International Swimmers Lead Arizona to Title

Posted by Michael Ritter on April 07, 2008

It was only a matter of days after they had helped their team win its first NCAA Championship that Darian Townsend and Albert Subirats left the United States to go back to their respective countries. After all, it was time to start training for the Olympic qualifiers.

Townsend, a native of Pietermaritzburg, South Africa, and Subirats, a native of Valencia, Venezuela spent the last two and four years, respectively, helping the Arizona Wildcats men’s swimming team achieve elite status in the world of NCAA swimming. Now there’s nothing left to prove. The two carried the Wildcats to a national championship last weekend in Seattle, the first ever for the swimming team and the last UA men’s team to win since the 1997 basketball program.

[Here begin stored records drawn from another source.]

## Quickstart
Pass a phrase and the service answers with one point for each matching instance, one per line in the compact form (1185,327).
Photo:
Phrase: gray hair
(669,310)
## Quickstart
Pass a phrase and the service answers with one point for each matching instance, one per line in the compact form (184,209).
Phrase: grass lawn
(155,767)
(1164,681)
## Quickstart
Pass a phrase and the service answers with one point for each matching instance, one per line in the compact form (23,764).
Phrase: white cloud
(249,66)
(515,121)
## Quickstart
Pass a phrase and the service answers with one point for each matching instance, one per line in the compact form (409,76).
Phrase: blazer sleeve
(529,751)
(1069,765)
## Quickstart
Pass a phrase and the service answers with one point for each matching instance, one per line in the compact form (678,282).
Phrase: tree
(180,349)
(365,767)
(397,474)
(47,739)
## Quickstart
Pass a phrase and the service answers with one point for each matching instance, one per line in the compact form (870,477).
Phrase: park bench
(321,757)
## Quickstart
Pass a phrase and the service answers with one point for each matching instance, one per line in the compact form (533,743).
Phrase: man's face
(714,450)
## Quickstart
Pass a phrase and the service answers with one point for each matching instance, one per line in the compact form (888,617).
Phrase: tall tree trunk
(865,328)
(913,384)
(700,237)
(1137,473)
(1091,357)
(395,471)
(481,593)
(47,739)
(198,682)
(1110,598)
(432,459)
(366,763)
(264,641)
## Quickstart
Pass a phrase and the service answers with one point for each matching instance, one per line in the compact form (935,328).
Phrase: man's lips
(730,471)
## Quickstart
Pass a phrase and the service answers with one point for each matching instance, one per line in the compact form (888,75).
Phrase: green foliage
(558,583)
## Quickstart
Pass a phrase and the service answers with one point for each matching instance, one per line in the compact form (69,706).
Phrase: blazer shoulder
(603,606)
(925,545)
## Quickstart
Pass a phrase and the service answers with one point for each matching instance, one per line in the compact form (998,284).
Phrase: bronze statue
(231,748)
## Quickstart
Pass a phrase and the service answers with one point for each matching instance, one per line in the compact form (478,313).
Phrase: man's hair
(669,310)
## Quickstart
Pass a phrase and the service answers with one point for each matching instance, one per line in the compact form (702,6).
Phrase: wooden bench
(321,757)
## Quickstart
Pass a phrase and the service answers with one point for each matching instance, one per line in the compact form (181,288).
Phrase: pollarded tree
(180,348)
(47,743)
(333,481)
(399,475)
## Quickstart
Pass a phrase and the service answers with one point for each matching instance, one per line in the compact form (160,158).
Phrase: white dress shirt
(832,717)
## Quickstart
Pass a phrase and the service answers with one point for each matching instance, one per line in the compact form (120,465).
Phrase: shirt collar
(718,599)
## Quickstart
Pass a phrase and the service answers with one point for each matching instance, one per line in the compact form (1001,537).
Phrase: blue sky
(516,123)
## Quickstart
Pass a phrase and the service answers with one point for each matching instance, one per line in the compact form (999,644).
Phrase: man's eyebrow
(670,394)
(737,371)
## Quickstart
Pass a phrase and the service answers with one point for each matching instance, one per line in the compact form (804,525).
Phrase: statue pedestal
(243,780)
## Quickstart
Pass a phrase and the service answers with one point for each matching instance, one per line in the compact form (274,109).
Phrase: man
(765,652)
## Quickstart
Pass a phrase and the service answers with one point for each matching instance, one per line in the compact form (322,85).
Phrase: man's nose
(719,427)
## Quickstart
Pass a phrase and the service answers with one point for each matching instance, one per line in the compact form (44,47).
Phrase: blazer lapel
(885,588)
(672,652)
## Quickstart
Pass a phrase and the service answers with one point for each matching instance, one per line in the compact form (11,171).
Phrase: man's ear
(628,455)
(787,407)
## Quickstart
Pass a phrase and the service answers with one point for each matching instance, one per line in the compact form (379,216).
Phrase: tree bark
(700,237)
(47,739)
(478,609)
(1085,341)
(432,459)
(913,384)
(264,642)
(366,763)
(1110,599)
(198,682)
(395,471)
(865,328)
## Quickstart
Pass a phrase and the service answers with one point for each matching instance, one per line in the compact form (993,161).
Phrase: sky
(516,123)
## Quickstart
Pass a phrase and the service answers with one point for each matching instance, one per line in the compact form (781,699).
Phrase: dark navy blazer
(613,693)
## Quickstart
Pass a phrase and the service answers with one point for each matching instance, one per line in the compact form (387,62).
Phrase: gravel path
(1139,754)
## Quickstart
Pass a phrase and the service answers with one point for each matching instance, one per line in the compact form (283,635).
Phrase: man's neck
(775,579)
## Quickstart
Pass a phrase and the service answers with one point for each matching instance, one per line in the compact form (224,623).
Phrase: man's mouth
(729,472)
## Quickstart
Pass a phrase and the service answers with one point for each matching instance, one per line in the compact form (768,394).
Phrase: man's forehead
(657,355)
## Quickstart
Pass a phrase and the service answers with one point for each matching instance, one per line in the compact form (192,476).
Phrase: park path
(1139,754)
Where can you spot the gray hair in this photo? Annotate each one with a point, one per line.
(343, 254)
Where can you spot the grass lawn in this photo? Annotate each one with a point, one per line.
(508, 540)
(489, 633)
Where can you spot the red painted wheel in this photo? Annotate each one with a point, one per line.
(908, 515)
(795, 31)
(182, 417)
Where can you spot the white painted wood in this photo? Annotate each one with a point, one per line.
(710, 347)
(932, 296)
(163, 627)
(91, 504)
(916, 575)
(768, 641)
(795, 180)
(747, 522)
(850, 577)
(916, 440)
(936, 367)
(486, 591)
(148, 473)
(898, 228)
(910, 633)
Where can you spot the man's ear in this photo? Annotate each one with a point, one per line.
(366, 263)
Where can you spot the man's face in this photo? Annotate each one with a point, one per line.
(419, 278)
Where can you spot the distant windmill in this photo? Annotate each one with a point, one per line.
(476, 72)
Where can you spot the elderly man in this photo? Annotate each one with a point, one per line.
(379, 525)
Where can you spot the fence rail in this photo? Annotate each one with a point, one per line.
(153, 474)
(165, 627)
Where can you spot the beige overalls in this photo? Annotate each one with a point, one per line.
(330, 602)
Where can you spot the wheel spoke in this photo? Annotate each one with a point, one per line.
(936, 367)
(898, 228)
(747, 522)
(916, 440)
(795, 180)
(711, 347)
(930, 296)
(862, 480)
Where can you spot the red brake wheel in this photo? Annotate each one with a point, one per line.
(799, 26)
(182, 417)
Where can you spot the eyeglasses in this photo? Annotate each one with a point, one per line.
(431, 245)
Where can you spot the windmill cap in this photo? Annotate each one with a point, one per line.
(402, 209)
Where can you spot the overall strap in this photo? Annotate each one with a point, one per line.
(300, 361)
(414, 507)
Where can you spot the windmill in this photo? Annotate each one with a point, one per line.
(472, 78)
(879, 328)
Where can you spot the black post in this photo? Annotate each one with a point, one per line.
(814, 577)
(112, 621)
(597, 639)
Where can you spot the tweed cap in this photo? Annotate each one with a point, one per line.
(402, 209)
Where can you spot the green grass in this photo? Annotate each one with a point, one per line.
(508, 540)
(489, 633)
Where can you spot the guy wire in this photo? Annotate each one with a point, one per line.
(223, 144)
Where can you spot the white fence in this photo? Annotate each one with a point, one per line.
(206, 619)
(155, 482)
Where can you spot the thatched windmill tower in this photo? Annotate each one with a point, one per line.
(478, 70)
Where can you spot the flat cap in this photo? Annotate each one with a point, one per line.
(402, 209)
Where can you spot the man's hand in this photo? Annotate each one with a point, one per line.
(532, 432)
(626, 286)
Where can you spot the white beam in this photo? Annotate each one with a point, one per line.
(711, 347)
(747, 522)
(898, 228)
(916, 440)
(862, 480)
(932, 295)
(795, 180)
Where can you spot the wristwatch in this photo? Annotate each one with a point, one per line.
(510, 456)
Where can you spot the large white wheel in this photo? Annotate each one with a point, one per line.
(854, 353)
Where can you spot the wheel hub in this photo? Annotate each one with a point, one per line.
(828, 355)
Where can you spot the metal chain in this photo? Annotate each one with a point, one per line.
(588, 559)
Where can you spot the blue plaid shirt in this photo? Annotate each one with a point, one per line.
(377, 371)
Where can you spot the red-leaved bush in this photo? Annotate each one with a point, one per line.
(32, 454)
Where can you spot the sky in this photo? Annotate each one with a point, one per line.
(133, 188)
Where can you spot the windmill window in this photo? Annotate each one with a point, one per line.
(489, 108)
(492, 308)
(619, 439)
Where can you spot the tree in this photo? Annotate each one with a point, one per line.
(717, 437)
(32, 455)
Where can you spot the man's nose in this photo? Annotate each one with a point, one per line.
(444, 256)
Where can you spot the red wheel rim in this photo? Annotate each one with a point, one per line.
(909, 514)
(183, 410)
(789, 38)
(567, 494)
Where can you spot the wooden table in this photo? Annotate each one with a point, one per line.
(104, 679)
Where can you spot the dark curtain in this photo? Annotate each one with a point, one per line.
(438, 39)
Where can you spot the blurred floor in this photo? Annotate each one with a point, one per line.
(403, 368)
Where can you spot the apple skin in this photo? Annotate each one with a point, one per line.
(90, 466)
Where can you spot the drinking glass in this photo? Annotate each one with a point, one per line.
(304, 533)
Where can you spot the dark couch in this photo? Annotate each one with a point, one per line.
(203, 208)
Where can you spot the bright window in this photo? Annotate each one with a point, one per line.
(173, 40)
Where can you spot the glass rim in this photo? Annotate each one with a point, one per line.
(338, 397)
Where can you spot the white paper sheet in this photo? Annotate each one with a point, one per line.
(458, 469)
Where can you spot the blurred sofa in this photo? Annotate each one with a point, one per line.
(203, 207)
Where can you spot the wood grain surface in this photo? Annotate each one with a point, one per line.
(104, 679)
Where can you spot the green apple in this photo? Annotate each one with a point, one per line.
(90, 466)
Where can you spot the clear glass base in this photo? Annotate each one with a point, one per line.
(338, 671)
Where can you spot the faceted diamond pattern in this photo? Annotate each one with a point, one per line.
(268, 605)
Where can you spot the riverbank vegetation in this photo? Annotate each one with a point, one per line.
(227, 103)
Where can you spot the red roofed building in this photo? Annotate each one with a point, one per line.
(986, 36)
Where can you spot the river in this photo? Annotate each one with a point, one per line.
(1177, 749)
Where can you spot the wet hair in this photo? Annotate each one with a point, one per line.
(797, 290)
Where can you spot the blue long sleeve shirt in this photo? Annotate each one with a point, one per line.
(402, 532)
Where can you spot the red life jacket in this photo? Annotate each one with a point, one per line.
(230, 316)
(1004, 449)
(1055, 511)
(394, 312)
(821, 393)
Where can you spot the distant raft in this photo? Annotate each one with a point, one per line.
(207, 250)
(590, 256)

The men's team features a bit of an international flair. Of the team’s 25 members, seven of them (28 percent) hail from foreign countries. Townsend and Subirats were both Olympians in 2004 (Townsend a gold medalist) for other countries. The two were the leaders of the Wildcats’ 13 NCAA team representatives.

Arizona swim coach Frank Busch rejoices with his team after it won the first NCAA
Championship in school history. The roster was filled with several international athletes
that helped them win the title.
Frank Busch
Even though the two were on Olympic teams in 2004, before they came to Tucson, neither of them had experienced the feeling of an actual swim team.

“In South Africa, there’s no camaraderie like we have here at U of A,” Townsend said last week from Washington, D.C. while waiting for a flight to South Africa. “It took me a couple years to get used to that whole team mentality here.

“Being from out of the country, I liked it a lot. I had teammates from all over the world. If you take swimming away from it, it’s good for everybody because they get exposure to all these other countries and their cultures and the way they think.”

Townsend will be taking the next 10 days off school to train in Durbin in the 200-meter freestyle, aiming to achieve one of the top two times in the country to qualify for the Olympic trials and will then look at potential swimming sponsorships. He totaled four NCAA Championship relays in his four-year college career.

Subirats, who spent six months living in Florida learning the English language before he came to Tucson, is grateful not just for the time he spent at the university, but for the relationships he formed as a foreigner.

“When you compete for your country (in the Olympics) its kind of an individual effort,” Subirats said. “When you’re out there for Arizona, it’s a total team effort. It’s not every day that you get to share a relay with an Olympic gold medalist Darian Townsend.”
Arizona swimmer Darian Townsend, a native of South Africa, swims during the
Wildcats' national championship effort in Seattle. Townsend and Venezuelan Albert
Subirats led the swim team to the first NCAA Championship in school history.
Frank Busch

Subirats left over the weekend to start preparing for the swim world championships in Manchester, England and will spend the summer training for the Olympics and then will graduate the UA in December. Subirats won five NCAA relay titles, and even has an NCAA individual record.

“Albert was our emotional leader and certainly our athletic leader,” said UA swim coach Frank Busch. “He’s just a great person. He showed tremendous growth in the four years he was here. Darian came to the UA very quiet and very much of an introvert, but left as an extrovert and definitely a team leader.

“Just watching both of them grow was very, very rewarding and their accomplishments speak for themselves.”

Joining the list of foreigners on the National Champion swim roster are South African sophomore Jean Basson, English freshman Robert Iddiols, Brazilian junior Nicolas Nilo, and Canadian sophomores Joel Greenshields and Jake Tapp.

Busch said he didn’t know whether it was common for college teams to have so many international athletes, but added that most of the students recruit the school, making his job as head coach a little easier.

“Some coaches don’t want any kids from other countries,” Busch said. “To me, people are people, wherever they’re from. Some of these kids come from incredible, limited backgrounds and are so appreciative of the opportunity that is given to them.

“I’m just blessed to have a lot of wonderful people. It doesn’t matter where they come from, because once they’re here, they’re here for the Wildcats, and they’re treated no different than anybody else.”